Depois da chuva

Z'zim-N'margh abriu cautelosamente uma nesga na entrada da tenda e anunciou desnecessariamente:

- A chuva parou.

S'sayr-M'nir colocou mais alguns gravetos no fogareiro aceso no meio do aposento antes de responder em tom despreocupado:

- Que bom!

E após destapar a chaleira sobre o fogareiro:

- Quem quer chá?

Os Aprendizes estenderam as canecas.

Bebericaram calados a infusão escura de folhas de khuma até que o silêncio foi rompido pelo Aprendiz Q'quam-H'hojh:

- Mestre, sempre chove quando inicializamos sequências de montagem?

- Depende - respondeu S'sayr-M'nir. - De uma série de coisas.
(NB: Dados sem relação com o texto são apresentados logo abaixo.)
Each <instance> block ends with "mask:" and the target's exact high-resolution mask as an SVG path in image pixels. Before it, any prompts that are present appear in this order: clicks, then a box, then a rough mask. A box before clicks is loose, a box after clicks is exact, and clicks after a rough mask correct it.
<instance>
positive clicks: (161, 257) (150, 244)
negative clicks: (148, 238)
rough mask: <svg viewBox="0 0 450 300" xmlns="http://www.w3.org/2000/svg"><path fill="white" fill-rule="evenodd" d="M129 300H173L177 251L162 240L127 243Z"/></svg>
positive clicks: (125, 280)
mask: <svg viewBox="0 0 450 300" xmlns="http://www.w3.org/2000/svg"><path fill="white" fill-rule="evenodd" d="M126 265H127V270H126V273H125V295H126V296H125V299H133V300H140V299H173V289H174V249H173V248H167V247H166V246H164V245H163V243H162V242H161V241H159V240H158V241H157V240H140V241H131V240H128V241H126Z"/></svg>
Um temporal é bom quando a montagem exige o resfriamento de ligas metálicas. Nesse caso em particular, foi utilizada uma quantidade expressiva de metal.

Tomou um gole do chá e prosseguiu, com ar irônico:

- Além do mais, um temporal é bom para espantar curiosos.

- E o tabuleiro? - Indagou Z'zim-N'margh.

- O tabuleiro, depois de ativado, protege a si mesmo - redarguiu o Promotor de Eventos.

Acabaram de beber o chá e, S'sayr-M'nir à frente, saíram da tenda e começaram a descer cautelosamente rumo ao vale, tomando cuidado com o chão escorregadio. Homawa, o sol secundário, já estava quase no zênite, pois a chuva durara horas e até as nuvens negras sobre as montanhas haviam desaparecido. Um pequeno riacho temporário formara-se no fundo do vale e a relva recém-lavada brilhava em tons de cobre sob a luz do astro laranja. Os Mowthumi não precisaram andar muito até encontrar o bloco onde haviam deixado o tabuleiro. E, a poucos metros dali, sobre uma laje de pedra nua, algo que havia surgido depois da chuva.

- Aprendizes, - disse o Promotor de Eventos, parando à frente do artefato - esta é uma réplica da nave usada pelo nosso visitante.

Olhou para o tabuleiro sobre o bloco de rocha - ambos estranhamente enxutos mesmo depois do temporal - e constatou que os três diamantes verdes emitiam uma luminosidade constante.

- Os três diamantes verdes acesos indicam que a sequência de montagem foi finalizada corretamente - explicou ele. E inclinando-se sobre o tabuleiro:

- Fim de sessão. Desligar.

Os três diamantes verdes perderam lentamente o brilho interior. Só quando apagaram-se totalmente ele começou a recolher as gemas e a guardá-las no alforje que carregava no ombro. Após recolher o tabuleiro, dirigiu-se para a proa da nave seguido pelos Aprendizes.

- A sequência de montagem não só reproduz o objeto desejado, - explicou S'sayr-M'nir para seus discípulos, que anotavam as palavras do mestre em seus cadernos de papiro - como também cria uma interface amigável de controle do mesmo. Eu não preciso saber como o visitante controla sua nave: basta que eu diga claramente o que desejo.

- Da mesma forma como o senhor comanda o tabuleiro? - Inquiriu Z'zim-N'margh.

- Não, algo muito mais simples: linguagem natural!

E erguendo a cabeça para a proa da réplica do "Mensageiro das Estrelas", exclamou:

- Quero ir à bordo!

Obedientemente, a rampa de descida da nave começou a descer, até tocar na laje de pedra com um estalo seco.

- Quem me acompanha? - Perguntou o Promotor de Eventos.